広大な会場内には白く美しい花と共に、生前の彼女が写った写真がいたる所に飾られている。
一般席はザフト軍人やプラント市民で溢れ、会場の外まで参列者によって埋め尽くされていた。
遺族席には夫であるキラのみが座り、
来賓席にはカガリやアスラン等、かつて共に戦った仲間たちが並んだ。
また軍を離れていたディアッカやルナマリア、バルトフェルドの姿もあったが、
シン=アスカの姿だけは、最後まで見られる事が無かった。

 

国葬が始まった。

 

献花を捧げても遺体に縋り付いて離れられないカガリ。
階段に座り込み、肩を落としたまま立ち上がれないアスラン。
男達は空を見上げ続け、逆に女達は視線を落とし続ける。こぼれる涙を見せないように。
誰かが泣くことを、ひどく彼女は嫌っていた。
その事を皆、知っていたから。

 

式の途中で雨が降るまで、その光景は続いた。

 
 

冷たい雨の中、キラは彼女を見下ろした。
国葬ももう最後。

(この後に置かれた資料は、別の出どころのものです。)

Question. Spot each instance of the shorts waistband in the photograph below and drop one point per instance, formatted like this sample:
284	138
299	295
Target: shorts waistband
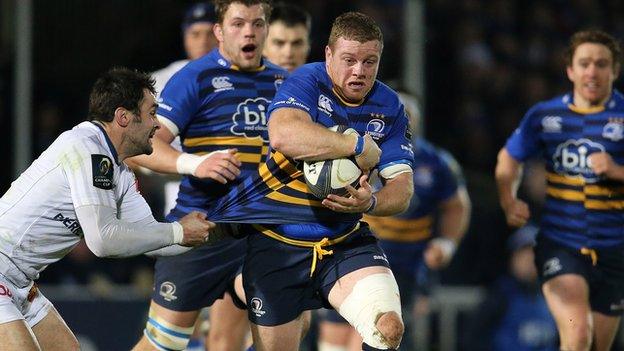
10	271
317	246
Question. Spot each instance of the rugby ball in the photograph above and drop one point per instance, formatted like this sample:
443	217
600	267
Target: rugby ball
331	176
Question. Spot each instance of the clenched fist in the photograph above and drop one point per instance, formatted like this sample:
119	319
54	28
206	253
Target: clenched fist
196	229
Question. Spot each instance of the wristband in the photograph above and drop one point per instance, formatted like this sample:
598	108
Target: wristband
359	145
373	204
178	232
447	245
188	163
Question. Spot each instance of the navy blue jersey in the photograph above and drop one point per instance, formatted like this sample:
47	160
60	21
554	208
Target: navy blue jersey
217	106
582	209
436	178
278	193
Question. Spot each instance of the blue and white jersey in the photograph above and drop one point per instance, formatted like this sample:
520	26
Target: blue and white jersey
582	209
437	176
278	193
215	106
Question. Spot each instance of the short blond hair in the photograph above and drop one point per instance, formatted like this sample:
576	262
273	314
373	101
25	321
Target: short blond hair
221	7
354	26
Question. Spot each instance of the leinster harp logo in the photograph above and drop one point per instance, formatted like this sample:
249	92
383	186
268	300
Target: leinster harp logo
102	167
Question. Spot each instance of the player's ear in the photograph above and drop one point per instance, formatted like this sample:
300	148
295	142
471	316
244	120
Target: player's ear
327	53
217	29
122	116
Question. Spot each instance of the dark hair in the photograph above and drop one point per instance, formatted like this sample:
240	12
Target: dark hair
594	36
221	7
354	26
119	87
291	15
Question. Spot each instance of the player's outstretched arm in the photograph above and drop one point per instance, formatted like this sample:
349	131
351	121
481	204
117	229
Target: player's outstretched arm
293	133
454	219
222	166
108	236
508	172
603	164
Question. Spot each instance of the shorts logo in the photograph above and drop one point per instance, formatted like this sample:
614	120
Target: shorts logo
256	307
380	257
221	84
571	158
102	168
617	306
614	130
250	119
167	290
325	104
278	82
4	291
551	266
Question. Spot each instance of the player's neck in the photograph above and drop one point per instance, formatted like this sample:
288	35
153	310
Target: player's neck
114	138
581	102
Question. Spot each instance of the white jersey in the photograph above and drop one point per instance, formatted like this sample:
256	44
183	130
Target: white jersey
162	76
38	221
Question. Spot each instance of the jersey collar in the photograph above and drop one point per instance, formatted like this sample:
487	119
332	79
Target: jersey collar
108	141
615	99
223	62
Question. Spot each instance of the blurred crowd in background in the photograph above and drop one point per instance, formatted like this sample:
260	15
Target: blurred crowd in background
487	62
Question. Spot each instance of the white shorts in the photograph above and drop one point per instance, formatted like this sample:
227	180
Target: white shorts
15	304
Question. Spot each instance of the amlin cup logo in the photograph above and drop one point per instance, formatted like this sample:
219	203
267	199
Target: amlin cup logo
250	119
571	158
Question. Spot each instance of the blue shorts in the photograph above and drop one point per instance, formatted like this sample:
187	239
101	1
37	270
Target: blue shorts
605	279
197	278
276	275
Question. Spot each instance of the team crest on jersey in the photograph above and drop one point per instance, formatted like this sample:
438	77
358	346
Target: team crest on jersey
279	79
250	119
222	83
614	130
325	104
551	124
102	167
375	128
256	307
423	176
571	158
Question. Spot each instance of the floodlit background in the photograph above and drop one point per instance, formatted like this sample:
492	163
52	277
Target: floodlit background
477	66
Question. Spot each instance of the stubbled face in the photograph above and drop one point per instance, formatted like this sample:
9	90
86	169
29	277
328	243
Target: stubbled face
142	127
242	34
352	67
199	39
287	47
592	73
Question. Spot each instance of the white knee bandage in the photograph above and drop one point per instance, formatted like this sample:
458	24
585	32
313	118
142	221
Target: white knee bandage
325	346
370	299
164	335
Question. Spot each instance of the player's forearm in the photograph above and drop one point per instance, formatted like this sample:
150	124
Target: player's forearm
163	159
508	172
292	133
170	250
455	215
107	236
394	197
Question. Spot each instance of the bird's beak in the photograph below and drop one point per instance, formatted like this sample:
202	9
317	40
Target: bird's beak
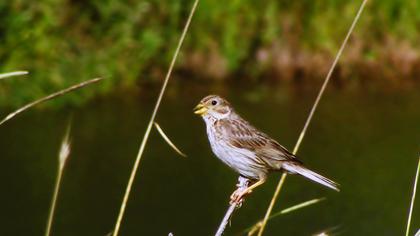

これから彼女を送らねばならない。
優しく彼女の頬を撫でる。
白いドレスに包まれた彼女は、この世界の誰よりも綺麗で。
自分の側に居てくれたことがまるで夢の中の出来事みたいに思えてくる。

 

ずっと一緒にいることができると思ってた。
できることなら今すぐ彼女の許へ行きたかった。
だが彼女はそれを望まなかった。なら自分はまだ、生きなければならない。

 

だからこれが最後の別れ。
彼女に、そっとキスをする。
唇は冷たかった。悲しくなるほどに。
涙が一粒だけ零れて落ちた。

 

多くの人々が彼女を惜しむ中、国葬はやがて終わりを迎える。
誰よりも人々を愛し、人々から愛された歌姫の最後だった。

 
 

式が終わった直後、歌姫の伴侶は表舞台から姿を消した。
傷心か、絶望か。それは本人にしかわからない。
だが民衆はいつか彼が戻ってくれると信じていた。
彼は英雄であり、世界の守護者であり、平和の歌姫の夫であるのだから、と。
この世界の争いは絶えない。彼女の意思を継ぎ平和をもたらすのは彼しかいない、と。
だから待ち続けた。1週間。半月。1カ月。

 
 

キラ=ヤマトが世界に宣戦布告したのは、彼女の死から50日目のことだった。